Immediately after which, the said Conference to dissolve, and the bodies of which shall be chosen comformable to the said charter, to be the legislators and governors of this continent for the time being: Whose peace and happiness, may God preserve, Amen.

By capping his proposed framework of a united American government thusly, Paine seemed almost to transform it into a kind of sermon. Just as a priest would bless his congregation at the end of a homily, in effect also offering benediction to the shared experience of church attendance, Paine blessed both the officers of his proposed national government in their endeavor, as well as the effort that would potentially bring said government into being. This apparent fusion of a republican vision of self-government with the spiritual weight of sanctified oration was likely intended to co-opt the significance of the latter on behalf of the former. If Paine’s fellow colonists could come to experience membership in a shared political community – transcending local or even state loyalties – with the same emotional, personal, or moral resonance as they did membership in the spiritual community that is a church congregation, American independence could have been ensured of a solid social foundation.
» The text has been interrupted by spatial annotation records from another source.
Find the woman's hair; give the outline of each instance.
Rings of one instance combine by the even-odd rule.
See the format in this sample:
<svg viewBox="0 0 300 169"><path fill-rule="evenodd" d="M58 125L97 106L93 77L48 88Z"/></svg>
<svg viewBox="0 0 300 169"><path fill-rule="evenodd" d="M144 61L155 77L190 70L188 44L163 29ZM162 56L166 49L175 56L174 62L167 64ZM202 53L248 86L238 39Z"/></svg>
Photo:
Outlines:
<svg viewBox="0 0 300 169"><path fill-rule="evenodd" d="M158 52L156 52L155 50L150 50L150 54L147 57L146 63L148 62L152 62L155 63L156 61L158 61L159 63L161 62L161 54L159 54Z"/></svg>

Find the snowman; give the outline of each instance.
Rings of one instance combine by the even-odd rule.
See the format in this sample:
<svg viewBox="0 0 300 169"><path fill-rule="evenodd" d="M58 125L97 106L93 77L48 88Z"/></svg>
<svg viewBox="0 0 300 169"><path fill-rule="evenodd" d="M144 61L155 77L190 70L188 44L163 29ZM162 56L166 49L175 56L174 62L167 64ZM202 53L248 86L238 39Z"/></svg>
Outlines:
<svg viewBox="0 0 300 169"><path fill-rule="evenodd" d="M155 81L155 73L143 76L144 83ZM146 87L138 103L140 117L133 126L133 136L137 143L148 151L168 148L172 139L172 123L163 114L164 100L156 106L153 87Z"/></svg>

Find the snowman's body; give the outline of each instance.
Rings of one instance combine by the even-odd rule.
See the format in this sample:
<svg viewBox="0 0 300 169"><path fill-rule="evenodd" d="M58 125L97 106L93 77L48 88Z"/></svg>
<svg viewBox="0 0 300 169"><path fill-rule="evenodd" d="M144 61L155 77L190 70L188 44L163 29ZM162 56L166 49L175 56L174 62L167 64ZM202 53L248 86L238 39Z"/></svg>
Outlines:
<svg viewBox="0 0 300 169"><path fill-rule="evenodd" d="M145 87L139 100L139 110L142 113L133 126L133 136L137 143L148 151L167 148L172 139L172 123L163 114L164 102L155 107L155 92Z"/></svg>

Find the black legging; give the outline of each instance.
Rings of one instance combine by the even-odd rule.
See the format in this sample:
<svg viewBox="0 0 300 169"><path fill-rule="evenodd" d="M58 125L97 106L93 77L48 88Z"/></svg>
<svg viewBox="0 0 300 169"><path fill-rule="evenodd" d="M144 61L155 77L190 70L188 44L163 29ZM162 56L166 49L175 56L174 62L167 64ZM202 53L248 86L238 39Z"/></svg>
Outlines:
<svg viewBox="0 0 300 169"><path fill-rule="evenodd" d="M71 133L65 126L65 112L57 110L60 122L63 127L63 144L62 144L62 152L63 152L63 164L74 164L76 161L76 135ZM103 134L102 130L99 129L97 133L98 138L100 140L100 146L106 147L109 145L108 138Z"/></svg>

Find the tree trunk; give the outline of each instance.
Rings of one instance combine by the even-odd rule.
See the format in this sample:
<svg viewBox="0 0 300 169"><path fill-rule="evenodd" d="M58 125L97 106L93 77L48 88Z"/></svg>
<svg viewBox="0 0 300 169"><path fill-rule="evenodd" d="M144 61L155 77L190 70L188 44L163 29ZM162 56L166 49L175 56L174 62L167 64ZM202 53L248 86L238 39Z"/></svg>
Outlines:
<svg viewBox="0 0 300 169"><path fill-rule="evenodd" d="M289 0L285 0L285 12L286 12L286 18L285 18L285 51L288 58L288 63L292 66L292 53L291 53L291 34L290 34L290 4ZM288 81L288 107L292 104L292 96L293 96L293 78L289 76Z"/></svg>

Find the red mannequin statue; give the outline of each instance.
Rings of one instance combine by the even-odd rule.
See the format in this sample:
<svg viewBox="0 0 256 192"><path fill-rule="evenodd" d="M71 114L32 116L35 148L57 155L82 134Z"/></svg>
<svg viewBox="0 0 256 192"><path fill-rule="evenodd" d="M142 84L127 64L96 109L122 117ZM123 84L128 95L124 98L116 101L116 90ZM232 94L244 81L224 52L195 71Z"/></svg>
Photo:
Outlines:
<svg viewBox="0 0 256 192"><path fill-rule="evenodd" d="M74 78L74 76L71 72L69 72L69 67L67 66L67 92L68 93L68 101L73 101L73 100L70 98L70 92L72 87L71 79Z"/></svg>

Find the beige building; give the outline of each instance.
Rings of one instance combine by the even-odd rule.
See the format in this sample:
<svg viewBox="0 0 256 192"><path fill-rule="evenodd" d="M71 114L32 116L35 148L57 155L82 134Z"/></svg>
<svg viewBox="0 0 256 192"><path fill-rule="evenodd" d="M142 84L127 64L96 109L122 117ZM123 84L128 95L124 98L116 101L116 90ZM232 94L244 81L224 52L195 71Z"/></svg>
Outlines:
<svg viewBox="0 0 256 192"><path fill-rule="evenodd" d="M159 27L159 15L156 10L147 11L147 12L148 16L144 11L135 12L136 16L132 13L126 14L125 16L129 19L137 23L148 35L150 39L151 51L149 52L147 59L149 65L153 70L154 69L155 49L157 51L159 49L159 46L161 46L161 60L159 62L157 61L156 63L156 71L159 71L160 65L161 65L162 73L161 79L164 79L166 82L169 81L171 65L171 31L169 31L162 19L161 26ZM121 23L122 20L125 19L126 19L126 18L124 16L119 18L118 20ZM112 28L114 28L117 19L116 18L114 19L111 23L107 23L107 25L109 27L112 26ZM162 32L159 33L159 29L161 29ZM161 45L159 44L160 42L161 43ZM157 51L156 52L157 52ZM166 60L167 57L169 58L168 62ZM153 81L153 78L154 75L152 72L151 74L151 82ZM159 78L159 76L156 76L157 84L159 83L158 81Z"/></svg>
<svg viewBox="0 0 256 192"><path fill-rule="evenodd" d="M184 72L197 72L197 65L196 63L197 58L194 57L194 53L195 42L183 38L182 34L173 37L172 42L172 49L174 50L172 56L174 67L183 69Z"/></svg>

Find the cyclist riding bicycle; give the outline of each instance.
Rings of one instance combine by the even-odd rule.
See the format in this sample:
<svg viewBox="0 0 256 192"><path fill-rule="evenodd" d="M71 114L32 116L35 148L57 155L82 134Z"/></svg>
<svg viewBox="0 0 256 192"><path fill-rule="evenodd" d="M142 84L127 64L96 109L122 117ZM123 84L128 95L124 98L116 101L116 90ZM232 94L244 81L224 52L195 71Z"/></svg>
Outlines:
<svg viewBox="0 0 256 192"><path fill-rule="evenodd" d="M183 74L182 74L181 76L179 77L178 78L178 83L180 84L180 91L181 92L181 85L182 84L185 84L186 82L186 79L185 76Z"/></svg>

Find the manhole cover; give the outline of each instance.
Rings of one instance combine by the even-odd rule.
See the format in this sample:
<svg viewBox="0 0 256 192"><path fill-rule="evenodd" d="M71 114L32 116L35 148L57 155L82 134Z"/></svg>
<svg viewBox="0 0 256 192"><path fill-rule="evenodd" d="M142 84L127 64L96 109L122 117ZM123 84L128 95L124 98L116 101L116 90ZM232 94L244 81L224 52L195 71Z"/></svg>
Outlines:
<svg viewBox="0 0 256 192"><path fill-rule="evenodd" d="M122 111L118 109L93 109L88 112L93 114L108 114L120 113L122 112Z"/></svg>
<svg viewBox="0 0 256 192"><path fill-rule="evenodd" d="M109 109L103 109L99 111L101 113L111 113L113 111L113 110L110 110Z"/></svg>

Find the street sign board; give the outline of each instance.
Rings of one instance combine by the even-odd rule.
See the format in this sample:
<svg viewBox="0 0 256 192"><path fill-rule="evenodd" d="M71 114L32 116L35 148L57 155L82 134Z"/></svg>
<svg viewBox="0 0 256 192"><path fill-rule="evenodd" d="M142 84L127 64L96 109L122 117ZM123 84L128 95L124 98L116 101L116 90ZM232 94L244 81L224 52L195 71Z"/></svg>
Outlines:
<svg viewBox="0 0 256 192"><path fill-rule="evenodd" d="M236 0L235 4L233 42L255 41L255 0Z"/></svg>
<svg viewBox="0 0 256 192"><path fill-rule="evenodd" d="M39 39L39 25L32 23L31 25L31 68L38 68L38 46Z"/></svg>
Further evidence of Paine’s attempt to combine the political and spiritual in a prospective independent American republic comprises his final use of the word God in Common Sense, found in the fiftieth paragraph of section three. Addressing potential criticism of post-independence America’s lack of a king, Paine declared, in what seems a fit of nose-thumbing pique, “let a day be set apart for proclaiming the charter; let it be brought forth placed on the divine law, the word of God; let a crown be placed thereon, by which the world may know, that so far as we approve as monarchy, that in America THE LAW IS KING.” Putting aside the tremendous spectacle that this description calls to mind, it’s enormously significant that Paine advised the theoretical national charter to be crowned be placed upon “the word of God” before the deed was done. In that action the “divine law” and man’s law would literally touch, a constitution resting atop, presumably, a Bible, together to be declared the sole sovereign of the American people. Apparently content to throw subtlety out the window, Paine thus provided his audience with a vivid visual metaphor of the relationship he envisioned between law and liturgy in the nation they all stood on the cusp of forming. Going a bit farther, perhaps unnecessarily, I might even call attention to the arrangement of the two constituent elements: on the bottom, the Bible, providing a sound spiritual and moral bedrock for the new nation; on top, the constitution, a clearly written expression of the customs and norms of a free people, buttressed by the weight of the sacred knowledge that rests beneath it. A more powerful, and for countless American colonist in 1776 a more appealing, image of what an independent America could have been I defy anyone to locate. Though I again remind my own readers that Thomas Paine was himself a radical religious skeptic, his grasp of the spiritual sensibilities of his fellow colonists was arguably unparalleled and was put, over the course of Common Sense, to expert use.